Automatic Gainsay wrote:"Paraphonic" is a term that has to do with articulation... not a term that has to do with how many notes a synth can generate. A "paraphonic" synthesizer is one where all of the notes generated... from 1 to 1,000,000... go through a single filter and VCA combination. That's it. That is what "paraphonic" means. It's just more noticeable when you're trying to articulate polyphonic passages.
I think you need to do more research on the term "Paraphonic" and where it originated.
Paraphonic is a Roland created name they put on models back in 1977/78. Just like the made up name "Compuphonic", Roland put the "Paraphonic" label on synthesizers that were able to produce what we would call today "Multi-layered". Two such models were the GS/GR-500 Paraphonic Guitar Synthesizer and the RS-505 Paraphonic keyboard. The prefix "para" in english means along side or side by side, like paramedic or paralegal. Roland seemed to have the same idea or intent with using the term describing synthesizers that were capable of producing more than one tone with each key press or string pluck.
Roland describes the GR/GS-500 Paraphonic Guitar Synthesizer as:
"A paraphonic system comprising five sections: guitar, polyensemble, bass, solo melody and external synthesizer. They can be played simultaneously thereby producing sounds in unique modes."

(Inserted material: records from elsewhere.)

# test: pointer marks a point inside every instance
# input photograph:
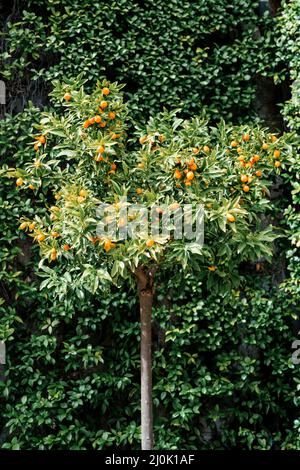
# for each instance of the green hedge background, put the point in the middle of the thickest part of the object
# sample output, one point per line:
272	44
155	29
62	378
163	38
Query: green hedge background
223	376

The Roland Paraphonic 505 is similar in that it is capable of playing seperate layered tones simultaneously, string section, synthesizer section and bass. It could even play splits or different tones side by side.

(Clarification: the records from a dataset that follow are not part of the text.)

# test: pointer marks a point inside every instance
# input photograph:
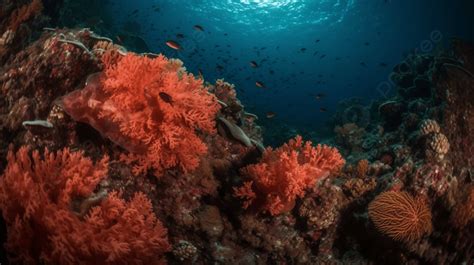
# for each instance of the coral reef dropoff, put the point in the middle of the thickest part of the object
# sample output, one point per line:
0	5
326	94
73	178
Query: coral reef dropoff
102	163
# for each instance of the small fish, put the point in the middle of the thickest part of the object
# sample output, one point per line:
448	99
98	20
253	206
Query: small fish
198	28
200	74
319	96
270	114
166	97
173	45
260	84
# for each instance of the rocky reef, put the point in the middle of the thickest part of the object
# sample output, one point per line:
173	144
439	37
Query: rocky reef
102	163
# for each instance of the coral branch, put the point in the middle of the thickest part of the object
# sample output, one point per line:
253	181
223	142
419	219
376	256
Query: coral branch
285	173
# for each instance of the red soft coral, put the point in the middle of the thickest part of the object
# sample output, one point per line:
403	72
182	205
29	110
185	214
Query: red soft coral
37	198
152	108
285	173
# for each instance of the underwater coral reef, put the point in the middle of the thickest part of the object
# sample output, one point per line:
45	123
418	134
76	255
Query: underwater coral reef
113	157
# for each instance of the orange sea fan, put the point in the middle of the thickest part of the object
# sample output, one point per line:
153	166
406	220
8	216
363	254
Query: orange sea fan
401	216
285	173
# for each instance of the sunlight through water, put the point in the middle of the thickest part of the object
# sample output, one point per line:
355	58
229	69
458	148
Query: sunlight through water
275	14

This is where I see the confusion. Many of those similar type stringers could be lumped into the Paraphonic definition as many of these machines could indeed play layered tones. The Moog Opus 3 has three sections, organ, strings and brass that could also be played simultaneously. And likewise the ARP Omni I/II had similar paraphonic capabilities. This all happened in those late 70's when a layered synth/organ was all the rage.
Enter the 80's and polyphonic and MIDI took over. With MIDI came the first true "Multi-timbral" synths. Those paraphonic mulit-layered dinosaurs were long forgotten along with many great monophonic synthesizers.
By the late 90's these vintage machines were becoming popular again, with many rediscovering them. Enter in the internet of the late 90's and an SOS article claiming that "Paraphonic" now means only having one filter or one VCA, and that is how misinformation is spread. In the late 70's when these were made it did not refer to that at all. And it was a Roland term. But language is an ever changing/morphing thing. But I think the original meaning holds up better than one given where a single filter, VCA, or EG makes a synth paraphonic. By that definition my Korg PS-3100 would be paraphonic because the 12 oscillators, 48 VCF/VCA's bottle neck through a single voltage controlled resonator filter with a single VCA and single envelope. In the 70's, "Paraphonic" was Roland's way of saying mulit-layered sound. Look it up!